Why are the level curves of a function f perpendicular to its gradient?

(There's probably a clearer answer in the textbook, but...)

So the situation here is you have a function f(x,y,z), and you want to see that grad f is orthogonal to the level surface f(x,y,z) = c (I guess he's writing w for f(x,y,z), but whatever). And what you do is think about a curve contained in said level surface. You can parametrize the curve as r(t) = (r1(t),r2(t),r3(t)).
Now, the fact that the curve is contained in the surface means f(r(t)) = c for all t (i.e. f(r1(t),r2(t),r3(t)) = c -- it's a function of three vars, and my r(t) is a vector). Let's define a new function v(t) = f(r(t)), maybe this makes it easier to think about. v(t) = c for all t, so dv/dt = 0. Can't argue with that.
On the other hand, we can also compute dv/dt using the chain rule. It's f(r(t)), so you get
dv/dt = df/dx dr1/dt + df/dy dr2/dt + df/dz dr3/dt (some of those d's should be the funny partial sign, but you get the idea)
Rewrite that as
dv/dt = (df/dx,df/dy,df/dz) . (dr1/dt, dr2/dt, dr3/dt) = grad f . dr/dt
so grad f . dr/dt = 0, which is what we wanted. Because this means grad w is perpendicular to every vector tangent to the level surface in question (since any such vector is the velocity vector of some urve in the surface).

When you've found a critical point using Lagrange multipliers, how can you check if it's a maximum or a minimum?
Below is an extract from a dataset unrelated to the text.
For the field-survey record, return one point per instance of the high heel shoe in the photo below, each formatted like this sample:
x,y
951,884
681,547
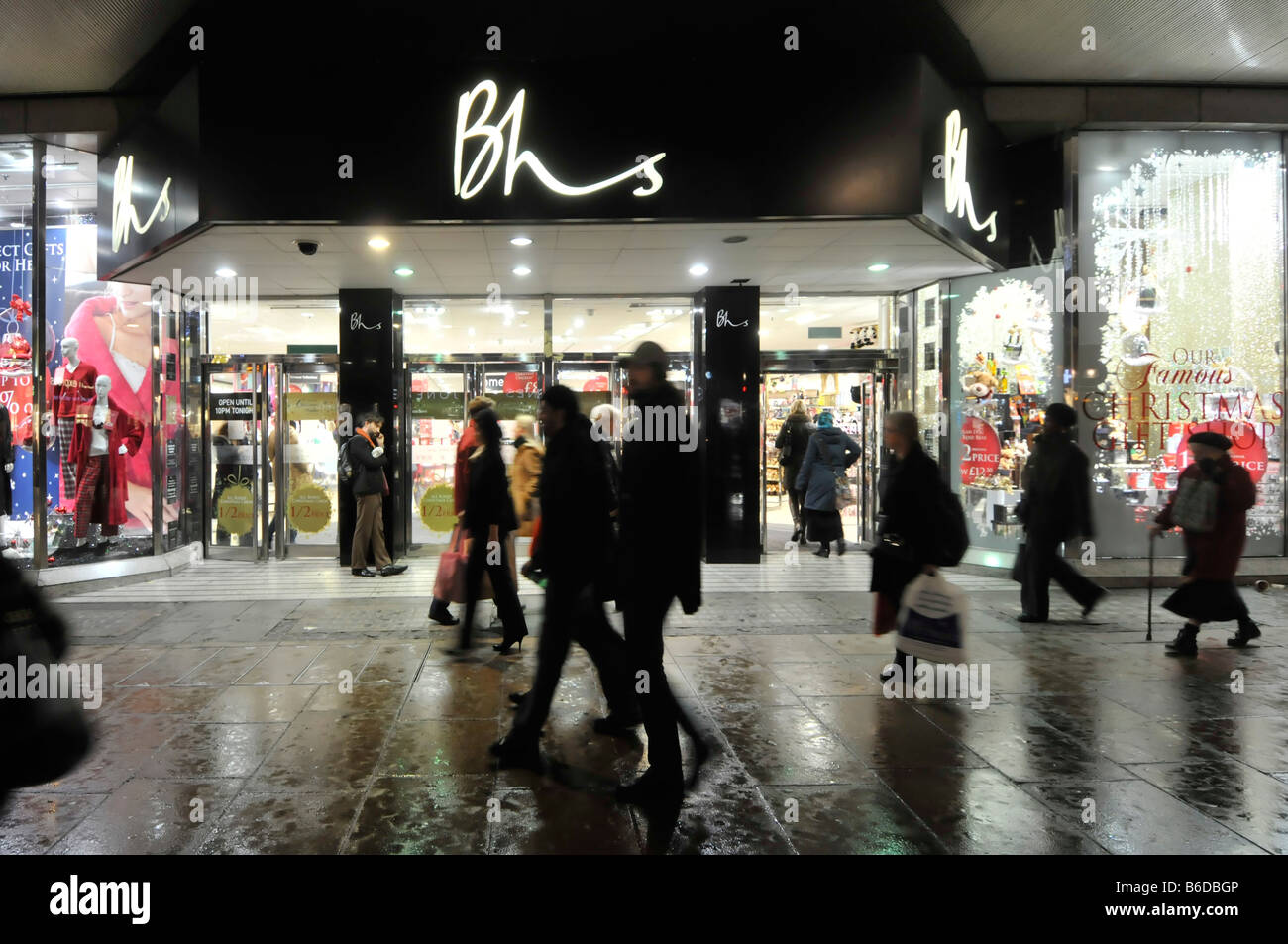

This is a pretty subtle point to check. Here's one thing that will work most of the time: just write z as a function of x and y (using the constraint g) and plug that into f. Then you can use the usual second derivative test in x and y to figure out if you have a max or min (subject to the constraint). You could substitute out one of the other variables instead if it's easier.
The best case is that you can just look at it and tell if it's a max or min for some easy reason (as in all things on the homework). The book seems to steer clear of the whole question, and I think it's because it's a quite difficult point.
If neither of these work, things are quite a bit harder. Basically you'd want to do a constrained second derivative test, similar to the constrained single derivatives you saw in lecture. But this is going to be much harder -- the method of differentials isn't available. This question ties in to the notion of "curvature" -- the fact that the constraint surface isn't flat is what makes it so tricky. I don't see a simple way to check this in the general case, though let me know if you spot one!